Colin, beautifully underplayed by Harry Melling, is shy, introverted and open to relationships. He encounters the mysterious and ruggedly handsome Ray (Alexander Skarsgård), who entices him away from home one Christmas evening. It is a life-changing and developing encounter for Colin. Ray is a man of few words, but many notes.
Writer and Director, Harry Lighton, doesn’t pull his punches in introducing us to the dark side of the dominant leather gay scene. Adding to this, the explicit plot centres on the control of the naive Colin by Ray in a heavily dominated relationship. We are spared nothing on screen from public sex, humiliation, control, domestic devotion and detachment. Colin has never had any attention, and Ray is a master in all senses of the word. The prize for Colin is the forced intimacy with this god-like body, rationed out on a reward basis. Colin’s main appeal is his capacity for devotion, a capacity tested to its limits.
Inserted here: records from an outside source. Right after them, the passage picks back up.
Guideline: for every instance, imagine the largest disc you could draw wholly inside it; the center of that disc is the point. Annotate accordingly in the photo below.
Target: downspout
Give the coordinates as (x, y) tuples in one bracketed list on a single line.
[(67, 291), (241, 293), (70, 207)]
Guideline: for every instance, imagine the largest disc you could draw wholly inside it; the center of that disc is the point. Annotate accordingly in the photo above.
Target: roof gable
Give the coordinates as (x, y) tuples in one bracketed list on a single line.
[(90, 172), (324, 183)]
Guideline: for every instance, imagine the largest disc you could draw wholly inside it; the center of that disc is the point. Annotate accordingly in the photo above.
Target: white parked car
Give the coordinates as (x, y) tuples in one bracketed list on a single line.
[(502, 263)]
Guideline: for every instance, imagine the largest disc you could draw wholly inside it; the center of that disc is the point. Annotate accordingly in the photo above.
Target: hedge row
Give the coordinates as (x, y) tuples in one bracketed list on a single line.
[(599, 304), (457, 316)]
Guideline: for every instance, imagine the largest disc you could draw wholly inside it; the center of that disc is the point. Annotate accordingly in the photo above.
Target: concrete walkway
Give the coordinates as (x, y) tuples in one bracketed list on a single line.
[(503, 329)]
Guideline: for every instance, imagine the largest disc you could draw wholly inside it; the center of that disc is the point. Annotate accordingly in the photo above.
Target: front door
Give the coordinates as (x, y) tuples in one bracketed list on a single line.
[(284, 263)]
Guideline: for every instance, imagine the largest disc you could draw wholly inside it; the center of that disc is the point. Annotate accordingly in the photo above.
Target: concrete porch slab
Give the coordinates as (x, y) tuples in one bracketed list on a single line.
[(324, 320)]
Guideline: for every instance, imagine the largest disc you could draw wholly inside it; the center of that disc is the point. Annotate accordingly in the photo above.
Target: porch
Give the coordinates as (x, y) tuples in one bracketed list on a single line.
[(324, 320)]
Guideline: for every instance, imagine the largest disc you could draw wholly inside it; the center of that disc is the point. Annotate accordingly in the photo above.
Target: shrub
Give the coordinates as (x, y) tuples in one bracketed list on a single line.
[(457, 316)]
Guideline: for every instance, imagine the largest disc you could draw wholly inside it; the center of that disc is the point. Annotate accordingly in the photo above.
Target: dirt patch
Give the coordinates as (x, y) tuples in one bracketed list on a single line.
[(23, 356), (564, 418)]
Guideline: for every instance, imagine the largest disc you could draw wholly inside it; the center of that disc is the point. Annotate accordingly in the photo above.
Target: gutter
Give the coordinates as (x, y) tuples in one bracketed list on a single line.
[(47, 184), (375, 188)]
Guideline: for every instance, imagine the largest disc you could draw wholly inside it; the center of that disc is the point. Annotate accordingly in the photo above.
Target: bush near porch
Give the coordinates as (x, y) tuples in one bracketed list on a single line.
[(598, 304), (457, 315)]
The scenes are graphic and well done. The biker groups are plausible, and the fetishes are not toned down. The developing arc of Colin, who finds his voice in this voiceless set-up, is one of the counterbalances of what could just be a graphic, salacious storyline. It is much more than that, and despite the role-playing stereotypes, we get an insight into both Colin, who is studied closely and the more remote Ray, who is voyeured on screen. Ray’s ripped body, but rarely his well-protected mind, is studied by the camera and script.
Pillion has a pulsating soundtrack, a plot of colour, despite the black leather backdrop. This dominant/submissive male association exists on the periphery of the gay community. This niche group has a strong following from those men, both interested and excited by physical, emotional and sexual dominance and those who willingly subject themselves to that activity.
Element Pictures is known for celebrating the different; no doubt this is what attracted them to co-produce this screen project with Picture House and the BBC. Element’s traditional psychedelic fantasy settings are not on screen but in the minds, actions and desires of Ray and Colin.
No further investment from your own imagination is required in viewing Pillion – it is all laid bare on screen, presented with skill and authenticity. Pillion is a different movie, from mainstream producers, about a different lifestyle and in that, it is a difference worth seeing.